Out-Law News | 22 Oct 2014 | 5:18 pm | 2 min. read
A proposed amendment to the Pension Schemes Bill, which is currently before the UK parliament, would create a new criminal offence of "falsely claiming to be giving pensions guidance under Treasury arrangements" if adopted. The government has also proposed that those providers it designates to give guidance be held liable for any loss suffered by pension scheme members if they did not comply with regulatory standards set by the Financial Conduct Authority (FCA).
"The government has recognised the fact that a fraudster could claim to be authorised to give pension savers guidance under the arrangements set up by the Treasury," said pensions expert Simon Tyler of Pinsent Masons, the law firm behind Out-Law.com. "Even though pension trustees and providers would be obliged to inform pension savers where to find the guidance, a fraudster could approach savers and claim to be a designated provider. Those fraudsters risk imprisonment for up to 51 weeks in England and Wales, which should prove some deterrent."
"In addition, the government is doing its best to ensure that guidance providers meet FCA standards.
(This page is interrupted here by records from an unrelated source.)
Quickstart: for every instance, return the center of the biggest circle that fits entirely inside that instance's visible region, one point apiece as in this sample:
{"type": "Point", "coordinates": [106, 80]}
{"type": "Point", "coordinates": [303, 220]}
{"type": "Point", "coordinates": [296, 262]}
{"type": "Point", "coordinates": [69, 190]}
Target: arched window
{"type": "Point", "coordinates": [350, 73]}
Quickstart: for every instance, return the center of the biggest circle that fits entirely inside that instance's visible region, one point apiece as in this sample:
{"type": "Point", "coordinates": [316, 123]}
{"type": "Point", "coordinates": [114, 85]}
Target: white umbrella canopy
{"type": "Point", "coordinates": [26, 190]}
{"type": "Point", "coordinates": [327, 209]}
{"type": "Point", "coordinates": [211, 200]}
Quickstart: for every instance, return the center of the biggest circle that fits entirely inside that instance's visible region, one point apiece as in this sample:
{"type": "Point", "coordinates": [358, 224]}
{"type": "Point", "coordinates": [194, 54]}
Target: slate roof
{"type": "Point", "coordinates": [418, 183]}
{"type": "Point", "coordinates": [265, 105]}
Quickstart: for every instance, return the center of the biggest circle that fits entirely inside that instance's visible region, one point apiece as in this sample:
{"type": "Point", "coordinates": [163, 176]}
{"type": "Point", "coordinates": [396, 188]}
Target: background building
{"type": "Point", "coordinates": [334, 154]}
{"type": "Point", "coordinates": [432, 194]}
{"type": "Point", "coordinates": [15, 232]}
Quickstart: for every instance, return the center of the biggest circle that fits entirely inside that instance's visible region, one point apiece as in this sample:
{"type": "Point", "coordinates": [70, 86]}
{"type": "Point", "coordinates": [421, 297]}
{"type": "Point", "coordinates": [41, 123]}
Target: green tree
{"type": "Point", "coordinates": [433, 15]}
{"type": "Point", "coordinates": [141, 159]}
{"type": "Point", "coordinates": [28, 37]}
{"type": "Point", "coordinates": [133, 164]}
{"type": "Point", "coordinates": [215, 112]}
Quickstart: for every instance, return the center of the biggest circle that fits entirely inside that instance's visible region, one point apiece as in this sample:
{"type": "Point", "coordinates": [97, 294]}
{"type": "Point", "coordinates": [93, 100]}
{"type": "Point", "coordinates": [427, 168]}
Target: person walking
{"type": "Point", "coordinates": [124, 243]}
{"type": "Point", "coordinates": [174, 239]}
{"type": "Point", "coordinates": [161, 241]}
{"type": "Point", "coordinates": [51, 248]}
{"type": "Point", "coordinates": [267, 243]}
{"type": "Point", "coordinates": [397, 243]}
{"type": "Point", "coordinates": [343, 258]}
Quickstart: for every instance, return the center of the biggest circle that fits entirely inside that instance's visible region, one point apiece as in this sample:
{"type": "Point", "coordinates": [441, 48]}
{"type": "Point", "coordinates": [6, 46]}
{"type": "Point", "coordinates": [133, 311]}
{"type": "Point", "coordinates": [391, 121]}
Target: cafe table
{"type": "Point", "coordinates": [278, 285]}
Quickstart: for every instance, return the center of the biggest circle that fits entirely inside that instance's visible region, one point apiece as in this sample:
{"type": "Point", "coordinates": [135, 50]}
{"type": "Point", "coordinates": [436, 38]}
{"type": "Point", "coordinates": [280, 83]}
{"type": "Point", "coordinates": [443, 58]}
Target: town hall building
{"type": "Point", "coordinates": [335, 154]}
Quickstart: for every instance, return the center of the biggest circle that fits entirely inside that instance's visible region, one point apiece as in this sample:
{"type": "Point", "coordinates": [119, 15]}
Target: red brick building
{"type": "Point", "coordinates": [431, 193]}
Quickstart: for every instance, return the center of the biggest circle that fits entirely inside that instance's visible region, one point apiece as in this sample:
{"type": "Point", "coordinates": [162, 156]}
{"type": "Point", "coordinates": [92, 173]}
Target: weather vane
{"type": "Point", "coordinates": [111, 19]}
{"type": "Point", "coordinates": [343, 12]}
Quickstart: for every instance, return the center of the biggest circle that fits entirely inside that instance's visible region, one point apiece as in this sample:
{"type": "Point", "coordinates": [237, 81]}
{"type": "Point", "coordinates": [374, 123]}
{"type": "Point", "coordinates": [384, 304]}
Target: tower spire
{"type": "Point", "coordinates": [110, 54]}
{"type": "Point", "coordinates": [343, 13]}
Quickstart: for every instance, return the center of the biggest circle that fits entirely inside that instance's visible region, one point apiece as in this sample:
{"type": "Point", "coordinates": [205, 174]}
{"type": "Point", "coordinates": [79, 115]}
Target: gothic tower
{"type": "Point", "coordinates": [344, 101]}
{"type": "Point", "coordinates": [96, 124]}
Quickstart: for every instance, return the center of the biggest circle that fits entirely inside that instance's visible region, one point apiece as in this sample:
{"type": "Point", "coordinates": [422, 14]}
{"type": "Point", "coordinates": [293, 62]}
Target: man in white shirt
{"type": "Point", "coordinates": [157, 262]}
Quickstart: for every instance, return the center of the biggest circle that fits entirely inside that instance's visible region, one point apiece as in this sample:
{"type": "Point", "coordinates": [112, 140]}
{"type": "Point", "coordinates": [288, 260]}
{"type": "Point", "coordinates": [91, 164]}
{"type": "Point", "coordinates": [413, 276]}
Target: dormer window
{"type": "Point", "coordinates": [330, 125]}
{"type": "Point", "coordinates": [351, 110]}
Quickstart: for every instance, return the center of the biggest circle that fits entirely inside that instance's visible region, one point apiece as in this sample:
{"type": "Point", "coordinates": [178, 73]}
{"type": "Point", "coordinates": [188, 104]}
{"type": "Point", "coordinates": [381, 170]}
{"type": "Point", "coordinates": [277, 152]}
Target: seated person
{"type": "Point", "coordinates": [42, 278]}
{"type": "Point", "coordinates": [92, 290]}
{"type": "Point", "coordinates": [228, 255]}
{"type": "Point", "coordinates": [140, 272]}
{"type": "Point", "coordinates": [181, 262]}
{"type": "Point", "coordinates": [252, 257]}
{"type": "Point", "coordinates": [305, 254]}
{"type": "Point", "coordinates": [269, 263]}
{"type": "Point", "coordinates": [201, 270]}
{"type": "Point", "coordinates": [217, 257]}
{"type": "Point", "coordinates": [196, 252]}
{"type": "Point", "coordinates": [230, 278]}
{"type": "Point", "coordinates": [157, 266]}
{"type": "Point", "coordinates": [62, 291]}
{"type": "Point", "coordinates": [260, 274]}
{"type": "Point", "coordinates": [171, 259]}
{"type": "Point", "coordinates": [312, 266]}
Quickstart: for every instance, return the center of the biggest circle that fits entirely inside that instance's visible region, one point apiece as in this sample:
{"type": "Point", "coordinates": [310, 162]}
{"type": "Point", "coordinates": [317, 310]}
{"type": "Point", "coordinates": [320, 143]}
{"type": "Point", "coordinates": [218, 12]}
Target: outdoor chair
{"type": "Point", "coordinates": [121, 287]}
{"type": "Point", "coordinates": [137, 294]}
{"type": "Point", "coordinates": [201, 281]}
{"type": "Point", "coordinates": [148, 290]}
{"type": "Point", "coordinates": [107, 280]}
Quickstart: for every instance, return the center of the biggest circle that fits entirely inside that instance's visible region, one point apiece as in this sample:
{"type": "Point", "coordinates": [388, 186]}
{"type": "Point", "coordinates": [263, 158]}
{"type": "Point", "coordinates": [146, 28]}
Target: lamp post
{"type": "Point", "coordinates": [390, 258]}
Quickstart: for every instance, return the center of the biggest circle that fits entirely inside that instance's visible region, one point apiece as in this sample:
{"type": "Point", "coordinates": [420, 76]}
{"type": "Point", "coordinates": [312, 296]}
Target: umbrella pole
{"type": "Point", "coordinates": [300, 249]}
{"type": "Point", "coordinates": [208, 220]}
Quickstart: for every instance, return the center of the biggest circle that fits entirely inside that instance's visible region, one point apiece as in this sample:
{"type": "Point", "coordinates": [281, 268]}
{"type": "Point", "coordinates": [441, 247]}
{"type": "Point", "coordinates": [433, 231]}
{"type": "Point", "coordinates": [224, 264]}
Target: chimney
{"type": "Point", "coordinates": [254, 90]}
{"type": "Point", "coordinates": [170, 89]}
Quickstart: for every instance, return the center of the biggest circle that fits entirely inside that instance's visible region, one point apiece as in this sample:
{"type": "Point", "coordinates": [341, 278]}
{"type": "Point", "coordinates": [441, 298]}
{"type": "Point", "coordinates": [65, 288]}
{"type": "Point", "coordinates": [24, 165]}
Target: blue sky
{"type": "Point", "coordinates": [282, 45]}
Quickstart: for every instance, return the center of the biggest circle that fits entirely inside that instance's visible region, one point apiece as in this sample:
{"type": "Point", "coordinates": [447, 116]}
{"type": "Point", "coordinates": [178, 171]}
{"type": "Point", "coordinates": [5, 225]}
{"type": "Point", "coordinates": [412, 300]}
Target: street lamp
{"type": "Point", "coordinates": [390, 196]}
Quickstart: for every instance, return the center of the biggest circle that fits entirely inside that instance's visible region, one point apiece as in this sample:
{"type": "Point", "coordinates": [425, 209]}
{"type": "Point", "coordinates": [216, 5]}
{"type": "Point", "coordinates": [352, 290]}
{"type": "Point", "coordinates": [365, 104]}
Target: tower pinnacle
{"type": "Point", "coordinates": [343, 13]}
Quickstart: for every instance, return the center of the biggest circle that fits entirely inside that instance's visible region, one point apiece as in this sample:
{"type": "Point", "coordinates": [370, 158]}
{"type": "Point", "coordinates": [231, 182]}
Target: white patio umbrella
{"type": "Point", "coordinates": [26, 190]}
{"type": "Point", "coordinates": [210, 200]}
Pension savers will have the right to bring a claim for any loss. This potential liability, combined with the FCA's role, should help to ensure the guidance meets the standards," he said.
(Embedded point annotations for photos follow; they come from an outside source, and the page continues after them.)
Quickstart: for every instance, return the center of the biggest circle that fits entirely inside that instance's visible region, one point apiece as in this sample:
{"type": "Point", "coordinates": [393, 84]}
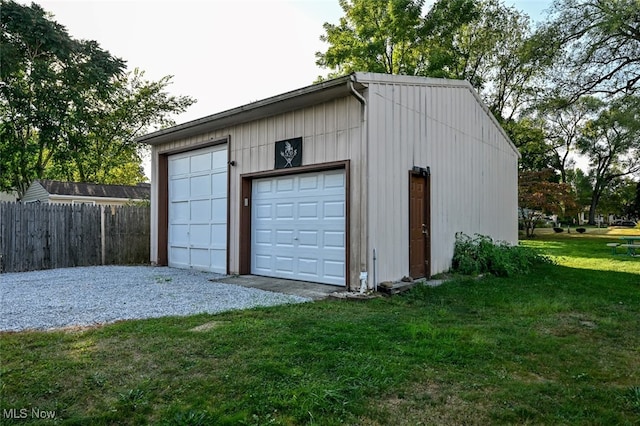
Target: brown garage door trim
{"type": "Point", "coordinates": [246, 202]}
{"type": "Point", "coordinates": [163, 194]}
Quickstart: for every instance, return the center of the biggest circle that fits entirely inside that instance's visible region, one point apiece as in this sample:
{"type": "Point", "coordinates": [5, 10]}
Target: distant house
{"type": "Point", "coordinates": [53, 191]}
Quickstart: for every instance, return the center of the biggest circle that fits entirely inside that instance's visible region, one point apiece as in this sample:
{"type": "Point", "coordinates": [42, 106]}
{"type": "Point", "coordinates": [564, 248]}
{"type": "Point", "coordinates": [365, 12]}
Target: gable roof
{"type": "Point", "coordinates": [140, 191]}
{"type": "Point", "coordinates": [310, 95]}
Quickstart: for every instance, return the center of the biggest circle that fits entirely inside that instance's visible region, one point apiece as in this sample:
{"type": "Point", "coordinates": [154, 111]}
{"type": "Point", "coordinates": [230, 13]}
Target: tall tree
{"type": "Point", "coordinates": [376, 36]}
{"type": "Point", "coordinates": [135, 105]}
{"type": "Point", "coordinates": [611, 142]}
{"type": "Point", "coordinates": [48, 79]}
{"type": "Point", "coordinates": [600, 42]}
{"type": "Point", "coordinates": [563, 123]}
{"type": "Point", "coordinates": [67, 108]}
{"type": "Point", "coordinates": [539, 194]}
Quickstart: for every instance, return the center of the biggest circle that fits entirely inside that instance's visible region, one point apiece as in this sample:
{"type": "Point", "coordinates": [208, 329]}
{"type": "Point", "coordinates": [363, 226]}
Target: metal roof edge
{"type": "Point", "coordinates": [364, 77]}
{"type": "Point", "coordinates": [270, 106]}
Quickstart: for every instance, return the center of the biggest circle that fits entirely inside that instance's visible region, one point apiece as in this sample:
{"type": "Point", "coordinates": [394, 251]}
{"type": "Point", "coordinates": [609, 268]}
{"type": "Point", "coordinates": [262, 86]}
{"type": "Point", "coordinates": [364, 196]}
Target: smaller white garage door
{"type": "Point", "coordinates": [298, 227]}
{"type": "Point", "coordinates": [198, 209]}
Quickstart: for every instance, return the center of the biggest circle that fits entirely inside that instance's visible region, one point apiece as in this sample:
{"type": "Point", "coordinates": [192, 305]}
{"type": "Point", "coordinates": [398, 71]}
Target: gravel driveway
{"type": "Point", "coordinates": [84, 296]}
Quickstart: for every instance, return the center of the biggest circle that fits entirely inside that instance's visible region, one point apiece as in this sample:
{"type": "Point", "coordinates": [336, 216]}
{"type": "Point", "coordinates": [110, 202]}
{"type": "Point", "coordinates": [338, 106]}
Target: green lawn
{"type": "Point", "coordinates": [558, 346]}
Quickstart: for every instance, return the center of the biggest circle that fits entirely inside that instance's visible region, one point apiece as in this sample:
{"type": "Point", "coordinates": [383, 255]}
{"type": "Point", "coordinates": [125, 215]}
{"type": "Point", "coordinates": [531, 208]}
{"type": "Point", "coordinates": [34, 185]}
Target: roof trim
{"type": "Point", "coordinates": [310, 95]}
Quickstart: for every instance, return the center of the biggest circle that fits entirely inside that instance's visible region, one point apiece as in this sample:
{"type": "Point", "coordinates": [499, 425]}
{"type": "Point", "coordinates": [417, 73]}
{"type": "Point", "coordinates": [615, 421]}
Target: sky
{"type": "Point", "coordinates": [224, 53]}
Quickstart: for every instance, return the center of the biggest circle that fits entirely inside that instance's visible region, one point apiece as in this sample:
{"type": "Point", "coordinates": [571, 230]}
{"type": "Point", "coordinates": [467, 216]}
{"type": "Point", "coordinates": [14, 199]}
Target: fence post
{"type": "Point", "coordinates": [103, 243]}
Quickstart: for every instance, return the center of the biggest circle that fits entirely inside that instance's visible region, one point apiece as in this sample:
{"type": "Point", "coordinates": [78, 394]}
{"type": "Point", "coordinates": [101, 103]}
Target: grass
{"type": "Point", "coordinates": [557, 346]}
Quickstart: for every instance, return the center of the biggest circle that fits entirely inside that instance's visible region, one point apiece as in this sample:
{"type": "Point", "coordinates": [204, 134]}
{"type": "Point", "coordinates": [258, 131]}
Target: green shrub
{"type": "Point", "coordinates": [480, 255]}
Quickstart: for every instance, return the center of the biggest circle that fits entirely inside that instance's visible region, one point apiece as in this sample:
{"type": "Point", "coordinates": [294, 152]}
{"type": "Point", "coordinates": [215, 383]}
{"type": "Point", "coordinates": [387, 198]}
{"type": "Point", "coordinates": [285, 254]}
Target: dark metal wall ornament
{"type": "Point", "coordinates": [288, 153]}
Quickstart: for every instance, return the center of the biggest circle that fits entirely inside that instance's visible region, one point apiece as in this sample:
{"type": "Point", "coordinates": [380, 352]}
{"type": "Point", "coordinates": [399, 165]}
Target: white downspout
{"type": "Point", "coordinates": [364, 173]}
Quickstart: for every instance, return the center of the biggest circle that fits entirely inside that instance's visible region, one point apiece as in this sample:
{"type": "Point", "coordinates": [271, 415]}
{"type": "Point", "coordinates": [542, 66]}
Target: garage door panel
{"type": "Point", "coordinates": [334, 239]}
{"type": "Point", "coordinates": [334, 180]}
{"type": "Point", "coordinates": [262, 187]}
{"type": "Point", "coordinates": [334, 209]}
{"type": "Point", "coordinates": [308, 210]}
{"type": "Point", "coordinates": [219, 236]}
{"type": "Point", "coordinates": [200, 162]}
{"type": "Point", "coordinates": [179, 211]}
{"type": "Point", "coordinates": [283, 211]}
{"type": "Point", "coordinates": [308, 239]}
{"type": "Point", "coordinates": [179, 235]}
{"type": "Point", "coordinates": [284, 237]}
{"type": "Point", "coordinates": [200, 235]}
{"type": "Point", "coordinates": [284, 185]}
{"type": "Point", "coordinates": [263, 237]}
{"type": "Point", "coordinates": [198, 209]}
{"type": "Point", "coordinates": [308, 183]}
{"type": "Point", "coordinates": [179, 165]}
{"type": "Point", "coordinates": [308, 266]}
{"type": "Point", "coordinates": [179, 189]}
{"type": "Point", "coordinates": [307, 223]}
{"type": "Point", "coordinates": [219, 185]}
{"type": "Point", "coordinates": [284, 264]}
{"type": "Point", "coordinates": [219, 210]}
{"type": "Point", "coordinates": [262, 211]}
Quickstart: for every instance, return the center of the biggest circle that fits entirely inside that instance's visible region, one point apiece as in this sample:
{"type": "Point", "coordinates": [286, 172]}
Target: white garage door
{"type": "Point", "coordinates": [298, 227]}
{"type": "Point", "coordinates": [198, 209]}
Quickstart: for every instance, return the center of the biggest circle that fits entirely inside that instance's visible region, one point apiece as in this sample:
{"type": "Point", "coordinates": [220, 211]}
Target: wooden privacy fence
{"type": "Point", "coordinates": [43, 236]}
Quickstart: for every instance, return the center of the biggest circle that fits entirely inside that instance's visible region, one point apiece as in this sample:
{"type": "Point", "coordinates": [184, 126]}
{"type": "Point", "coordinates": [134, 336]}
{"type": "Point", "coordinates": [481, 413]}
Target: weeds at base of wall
{"type": "Point", "coordinates": [481, 255]}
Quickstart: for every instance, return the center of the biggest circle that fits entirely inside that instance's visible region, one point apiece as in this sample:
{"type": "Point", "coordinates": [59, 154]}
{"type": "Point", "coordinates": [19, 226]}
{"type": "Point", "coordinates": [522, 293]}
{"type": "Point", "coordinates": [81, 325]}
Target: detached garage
{"type": "Point", "coordinates": [364, 177]}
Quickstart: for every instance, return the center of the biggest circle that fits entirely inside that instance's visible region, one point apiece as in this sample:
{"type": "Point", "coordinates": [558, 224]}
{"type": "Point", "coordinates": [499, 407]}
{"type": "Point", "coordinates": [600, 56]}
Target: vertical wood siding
{"type": "Point", "coordinates": [473, 171]}
{"type": "Point", "coordinates": [44, 236]}
{"type": "Point", "coordinates": [331, 131]}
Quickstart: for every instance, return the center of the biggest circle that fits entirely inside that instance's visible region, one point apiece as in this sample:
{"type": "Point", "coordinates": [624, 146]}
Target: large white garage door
{"type": "Point", "coordinates": [198, 209]}
{"type": "Point", "coordinates": [298, 227]}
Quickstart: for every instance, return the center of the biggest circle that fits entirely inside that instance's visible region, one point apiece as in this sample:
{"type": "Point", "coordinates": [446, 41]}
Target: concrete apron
{"type": "Point", "coordinates": [313, 291]}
The amendments will be considered at a meeting of the committee of MPs appointed to scrutinise the bill on 28 October.
From April 2015, members of defined contribution (DC) pension schemes will have more freedom to access their pension savings in any way that they wish from the age of 55, without facing heavy tax penalties or necessarily having to buy an annuity. This new freedom is to be backed by a right to guaranteed free and impartial guidance at the point of retirement.
Last week the government appointed Citizens Advice Bureau as providers of face to face guidance, and the Pensions Advisory Service to provide telephone guidance. It is also developing a website to provide online guidance. The guidance will be tailored and personalised, but will not recommend specific steps, products or providers in the same way as regulated financial advice. The guidance services will be funded by a levy on the financial services industry.
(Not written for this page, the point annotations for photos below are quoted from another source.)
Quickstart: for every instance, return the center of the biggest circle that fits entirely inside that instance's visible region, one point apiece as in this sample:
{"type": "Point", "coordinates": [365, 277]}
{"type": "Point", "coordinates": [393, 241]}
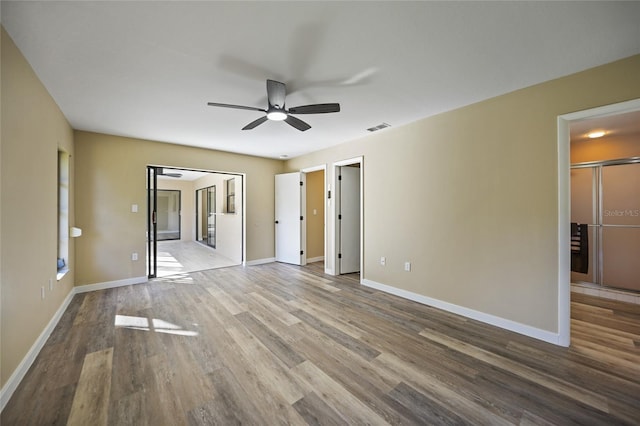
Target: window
{"type": "Point", "coordinates": [231, 195]}
{"type": "Point", "coordinates": [63, 214]}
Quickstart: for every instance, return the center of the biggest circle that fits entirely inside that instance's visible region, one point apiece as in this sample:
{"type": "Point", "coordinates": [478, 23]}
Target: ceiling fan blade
{"type": "Point", "coordinates": [276, 93]}
{"type": "Point", "coordinates": [315, 109]}
{"type": "Point", "coordinates": [235, 106]}
{"type": "Point", "coordinates": [297, 123]}
{"type": "Point", "coordinates": [255, 123]}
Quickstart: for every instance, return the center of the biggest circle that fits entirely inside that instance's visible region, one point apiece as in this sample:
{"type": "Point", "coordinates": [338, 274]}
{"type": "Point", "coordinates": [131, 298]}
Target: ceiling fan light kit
{"type": "Point", "coordinates": [276, 111]}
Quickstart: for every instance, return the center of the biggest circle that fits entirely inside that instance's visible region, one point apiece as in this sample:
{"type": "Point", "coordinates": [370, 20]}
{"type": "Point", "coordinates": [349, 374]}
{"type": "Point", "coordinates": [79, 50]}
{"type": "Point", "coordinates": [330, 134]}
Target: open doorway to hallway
{"type": "Point", "coordinates": [206, 207]}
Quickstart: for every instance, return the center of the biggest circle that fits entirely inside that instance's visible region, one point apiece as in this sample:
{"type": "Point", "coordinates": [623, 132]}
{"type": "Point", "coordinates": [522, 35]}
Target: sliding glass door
{"type": "Point", "coordinates": [606, 197]}
{"type": "Point", "coordinates": [152, 231]}
{"type": "Point", "coordinates": [168, 216]}
{"type": "Point", "coordinates": [206, 215]}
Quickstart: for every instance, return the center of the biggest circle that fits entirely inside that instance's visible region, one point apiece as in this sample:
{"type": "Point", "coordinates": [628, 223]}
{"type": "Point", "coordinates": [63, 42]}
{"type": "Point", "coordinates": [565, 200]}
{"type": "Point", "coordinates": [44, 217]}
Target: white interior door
{"type": "Point", "coordinates": [290, 218]}
{"type": "Point", "coordinates": [349, 219]}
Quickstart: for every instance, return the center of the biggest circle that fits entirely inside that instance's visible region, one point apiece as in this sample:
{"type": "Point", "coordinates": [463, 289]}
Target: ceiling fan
{"type": "Point", "coordinates": [276, 111]}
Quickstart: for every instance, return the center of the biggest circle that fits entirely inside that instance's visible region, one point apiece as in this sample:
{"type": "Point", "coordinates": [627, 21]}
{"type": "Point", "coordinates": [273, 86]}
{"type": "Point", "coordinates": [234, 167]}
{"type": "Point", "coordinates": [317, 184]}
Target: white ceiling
{"type": "Point", "coordinates": [147, 69]}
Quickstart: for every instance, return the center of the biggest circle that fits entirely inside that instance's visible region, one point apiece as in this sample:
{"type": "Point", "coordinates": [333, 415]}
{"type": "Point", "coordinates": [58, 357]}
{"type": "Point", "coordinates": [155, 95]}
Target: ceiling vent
{"type": "Point", "coordinates": [378, 127]}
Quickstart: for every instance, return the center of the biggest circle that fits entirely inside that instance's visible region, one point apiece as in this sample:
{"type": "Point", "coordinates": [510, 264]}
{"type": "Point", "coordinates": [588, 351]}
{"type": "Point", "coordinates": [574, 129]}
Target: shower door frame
{"type": "Point", "coordinates": [598, 225]}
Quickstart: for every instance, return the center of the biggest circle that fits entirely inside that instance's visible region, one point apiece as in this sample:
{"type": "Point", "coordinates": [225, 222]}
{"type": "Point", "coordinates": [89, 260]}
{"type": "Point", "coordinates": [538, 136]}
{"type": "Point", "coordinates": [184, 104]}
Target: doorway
{"type": "Point", "coordinates": [564, 206]}
{"type": "Point", "coordinates": [211, 228]}
{"type": "Point", "coordinates": [348, 216]}
{"type": "Point", "coordinates": [206, 216]}
{"type": "Point", "coordinates": [168, 217]}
The FCA will be given the power to set the minimum standards to be followed when guidance is provided, but will not formally regulate designated providers. A consultation on what the regulator expects to see from designated providers closed last month. Earlier this week David Geale, the FCA's director of policy, told the committee of MPs that the purpose of the guidance would be to ensure that savers "walk away from that conversation knowing where to go next and what to do next", which could include seeking regulated advice if necessary.
"Our role ... will be to make sure that firms of delivery partners stick to the framework of the guidance guarantee; so they stick within that framework of just explaining to people the options available to them and the potential implications of those options, referring them to advice where needed," he told the committee. "Then our role is to monitor that, so we are developing our monitoring strategy for how we will work with the delivery partners to ensure compliance with those standards and that they do not stray into advice."
The FCA had received around 150 responses to its consultation on standards, and would publish the final standards later this year, he said.